The Ghost-S is similar to the old HD Ghost but essentially has improved battery life, better video quality, more options to choose from and better Wi-Fi according to the firm, but more of that later.

Whilst jotting down some of the camera’s pros and cons it’s evident there are a lot more things we like about this camera than dislike.

Firstly, and importantly, it’s well-built and really simple to use. There’s a large two-inch built-in LCD screen covered in tough Gorilla Glass and four buttons to navigate through the clear menu. A ‘menu’ buttons takes you to just that: the menu; then there’s a left and right button, and then an on/enter button. You really can’t go wrong and it’s much simpler than the set-up on the GoPro 3.

It comes with a selection of both flat and curved mounts which will stick onto just about anything. Once you’ve placed the camera where you need it, you can pull out the Drift’s party-trick - the rotating lens. Yes, that little lens will rotate just short of 360 degrees so you can fix it to a banked surface but still be filming the right way. There’s even a little arrow to show you which way is upright.

Without the optional waterproof case (which allows you to go to depths of 60m) you can take the Ghost-S up to three metres underwater, and with the new battery it can stay down there for roughly 3.5 hours before running out of juice.

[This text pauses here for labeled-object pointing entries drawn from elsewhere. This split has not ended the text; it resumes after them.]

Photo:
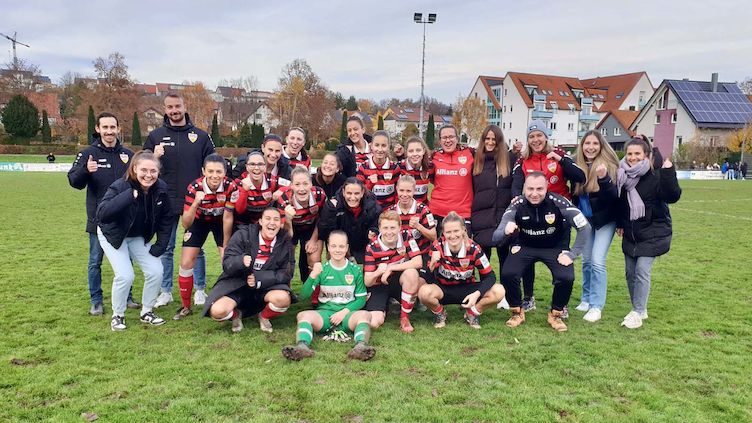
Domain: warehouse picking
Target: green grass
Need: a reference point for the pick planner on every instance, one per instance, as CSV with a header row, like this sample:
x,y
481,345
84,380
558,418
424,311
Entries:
x,y
34,158
689,362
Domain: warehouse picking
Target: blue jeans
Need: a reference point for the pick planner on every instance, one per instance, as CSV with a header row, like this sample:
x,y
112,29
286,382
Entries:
x,y
199,270
96,254
594,265
135,249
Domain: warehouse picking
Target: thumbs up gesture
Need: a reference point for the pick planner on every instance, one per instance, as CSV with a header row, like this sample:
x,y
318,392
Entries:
x,y
91,164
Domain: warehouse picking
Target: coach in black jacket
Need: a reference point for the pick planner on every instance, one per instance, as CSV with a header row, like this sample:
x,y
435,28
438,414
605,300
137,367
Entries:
x,y
181,148
96,168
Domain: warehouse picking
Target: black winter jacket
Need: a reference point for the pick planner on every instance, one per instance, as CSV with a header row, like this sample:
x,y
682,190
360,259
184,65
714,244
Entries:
x,y
492,197
283,166
111,166
604,203
650,235
186,147
340,217
117,210
277,270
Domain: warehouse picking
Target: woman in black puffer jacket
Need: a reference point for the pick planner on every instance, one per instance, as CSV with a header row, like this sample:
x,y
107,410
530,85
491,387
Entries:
x,y
492,183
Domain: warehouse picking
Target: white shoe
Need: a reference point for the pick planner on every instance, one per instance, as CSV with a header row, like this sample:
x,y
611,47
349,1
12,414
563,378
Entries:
x,y
593,315
503,304
163,299
632,320
199,298
583,306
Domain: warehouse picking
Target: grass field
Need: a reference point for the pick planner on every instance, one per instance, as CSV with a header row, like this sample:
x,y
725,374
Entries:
x,y
690,362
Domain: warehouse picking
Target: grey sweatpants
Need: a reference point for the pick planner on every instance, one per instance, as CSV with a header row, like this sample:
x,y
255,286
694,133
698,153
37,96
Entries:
x,y
638,281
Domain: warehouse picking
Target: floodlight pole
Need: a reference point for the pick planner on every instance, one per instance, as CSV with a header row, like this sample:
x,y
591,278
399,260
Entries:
x,y
418,18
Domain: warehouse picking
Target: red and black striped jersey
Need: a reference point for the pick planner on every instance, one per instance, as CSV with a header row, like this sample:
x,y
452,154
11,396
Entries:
x,y
307,215
264,252
212,207
455,269
381,180
425,218
302,159
422,179
377,252
248,205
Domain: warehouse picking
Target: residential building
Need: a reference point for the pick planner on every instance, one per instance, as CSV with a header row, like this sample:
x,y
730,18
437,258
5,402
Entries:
x,y
682,110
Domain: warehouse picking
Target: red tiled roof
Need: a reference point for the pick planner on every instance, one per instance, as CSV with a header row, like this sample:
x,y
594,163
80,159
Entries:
x,y
613,85
555,84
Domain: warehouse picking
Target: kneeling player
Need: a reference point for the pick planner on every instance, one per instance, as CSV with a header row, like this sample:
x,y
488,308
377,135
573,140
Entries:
x,y
391,270
341,295
450,276
202,214
257,268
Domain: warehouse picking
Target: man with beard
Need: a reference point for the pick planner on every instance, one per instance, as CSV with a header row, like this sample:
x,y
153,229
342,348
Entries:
x,y
181,148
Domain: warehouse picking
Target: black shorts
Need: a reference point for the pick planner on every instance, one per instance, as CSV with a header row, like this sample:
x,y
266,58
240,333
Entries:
x,y
378,295
455,294
251,301
196,235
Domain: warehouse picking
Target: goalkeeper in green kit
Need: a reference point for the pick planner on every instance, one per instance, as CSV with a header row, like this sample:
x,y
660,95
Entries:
x,y
342,294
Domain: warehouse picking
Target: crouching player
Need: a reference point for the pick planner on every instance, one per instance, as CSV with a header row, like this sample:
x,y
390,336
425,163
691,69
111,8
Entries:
x,y
391,270
341,295
202,214
257,268
450,276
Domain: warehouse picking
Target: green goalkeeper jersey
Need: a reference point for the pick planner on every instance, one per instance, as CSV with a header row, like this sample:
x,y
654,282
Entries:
x,y
339,287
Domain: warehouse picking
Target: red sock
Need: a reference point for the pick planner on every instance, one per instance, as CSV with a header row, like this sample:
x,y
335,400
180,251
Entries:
x,y
271,311
186,289
407,302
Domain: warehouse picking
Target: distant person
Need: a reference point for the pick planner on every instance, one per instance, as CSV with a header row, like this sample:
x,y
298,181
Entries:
x,y
96,167
132,211
644,222
181,149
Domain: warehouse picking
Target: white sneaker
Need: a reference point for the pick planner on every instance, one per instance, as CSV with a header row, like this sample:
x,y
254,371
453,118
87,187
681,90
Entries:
x,y
163,299
199,298
632,320
593,315
583,306
503,304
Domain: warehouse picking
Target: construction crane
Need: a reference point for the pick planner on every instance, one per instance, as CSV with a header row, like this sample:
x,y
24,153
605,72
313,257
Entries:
x,y
15,41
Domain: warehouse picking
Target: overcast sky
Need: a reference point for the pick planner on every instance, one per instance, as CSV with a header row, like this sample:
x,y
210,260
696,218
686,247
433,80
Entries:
x,y
373,49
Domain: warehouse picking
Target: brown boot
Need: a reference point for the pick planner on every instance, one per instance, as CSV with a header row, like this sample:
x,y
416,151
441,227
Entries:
x,y
554,319
518,317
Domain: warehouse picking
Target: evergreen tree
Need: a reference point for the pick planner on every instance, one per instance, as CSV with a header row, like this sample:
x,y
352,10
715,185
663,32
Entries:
x,y
21,117
46,131
430,132
351,104
136,131
343,128
245,137
216,137
92,124
257,135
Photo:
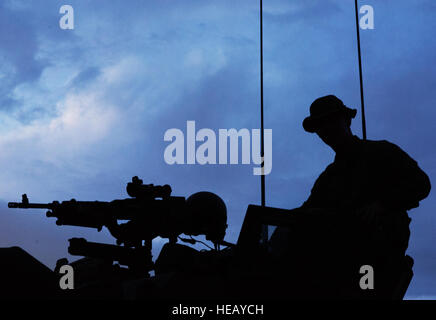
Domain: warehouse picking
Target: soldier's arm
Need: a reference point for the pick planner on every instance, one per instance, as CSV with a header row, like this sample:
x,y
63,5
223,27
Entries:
x,y
406,183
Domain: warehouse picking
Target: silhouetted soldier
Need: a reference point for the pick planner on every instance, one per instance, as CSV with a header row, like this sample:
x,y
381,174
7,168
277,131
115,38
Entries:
x,y
356,212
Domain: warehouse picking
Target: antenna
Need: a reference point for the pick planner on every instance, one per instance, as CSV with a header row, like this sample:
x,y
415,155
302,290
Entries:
x,y
264,234
360,72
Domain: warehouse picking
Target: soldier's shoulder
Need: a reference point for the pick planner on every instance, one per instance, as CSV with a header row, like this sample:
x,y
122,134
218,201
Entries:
x,y
383,148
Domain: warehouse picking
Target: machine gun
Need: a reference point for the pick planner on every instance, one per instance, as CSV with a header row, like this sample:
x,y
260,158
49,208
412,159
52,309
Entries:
x,y
151,212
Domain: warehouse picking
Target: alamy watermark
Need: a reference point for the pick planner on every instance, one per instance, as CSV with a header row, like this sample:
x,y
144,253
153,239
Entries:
x,y
228,139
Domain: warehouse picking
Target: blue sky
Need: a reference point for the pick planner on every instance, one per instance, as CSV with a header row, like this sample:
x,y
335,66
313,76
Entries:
x,y
84,110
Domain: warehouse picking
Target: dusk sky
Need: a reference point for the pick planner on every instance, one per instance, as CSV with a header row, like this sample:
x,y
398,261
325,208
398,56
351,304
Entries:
x,y
84,110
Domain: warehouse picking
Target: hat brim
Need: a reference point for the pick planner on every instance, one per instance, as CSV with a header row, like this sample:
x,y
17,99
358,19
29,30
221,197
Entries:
x,y
311,124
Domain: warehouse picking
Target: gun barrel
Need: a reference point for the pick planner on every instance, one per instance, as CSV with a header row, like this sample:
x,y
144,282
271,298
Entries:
x,y
29,205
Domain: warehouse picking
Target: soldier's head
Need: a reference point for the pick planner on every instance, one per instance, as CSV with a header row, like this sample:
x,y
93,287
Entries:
x,y
330,119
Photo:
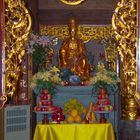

At 182g the camera isn’t heavy, but it isn’t also light, especially when you consider a GoPro 3 weighs only 73g. But then you also have to remember that the GoPro doesn’t come with an LCD screen, it’s not waterproof unless you have a special case, and the battery life is notoriously bad too.

The quality video processor and new Sony 12MP sensor on the S allows for better video and faster frame rates. If you want to film at 1080p you can now do so at 60fps, lose some quality at 720p and you can up your frame rate to 120fps, whilst WVGA will let you film at 240fps, ideal for edits where you want some slow-motion.

Perhaps the most disappointing feature with the S is its performance in low light and cloudy weather. In overcast conditions, something all too familiar in the UK, the camera has a hard time of retaining much colour compared to if you’re filming on a sunny day with bright blues and greens. Many action cameras are susceptible to this but we couldn’t help notice how much better the Garmin Virb Elite handled the less-than-perfect weather.

Also, both the internal and ‘optional extra’ external microphone have difficulty in handling wind noise. Again, this is a problem you find on most action cameras including the Garmin and GoPro, but it’s worth noting that if you plan on using the camera for high-speed rides you’ll have to think about where to place the mic to minimise the noise.

Other than small niggles like the rear hatch - which exposes the battery, mini USB charging port, mini HDMI port, Micro-SDXC card and external microphone socket - which can be difficult to open, we really like the Ghost-S. It’s rugged, will take up to a 64GB memory card for long shoots, and has a nice bright LED to let you know if the camera is on, off, or recording.

Although Drift Innovation regularly release downloadable firmware updates to improve video quality, the Ghost-S is very much a plug and play camera. Unpack the camera, charge it, and in the firm’s own words: ‘Get out there.’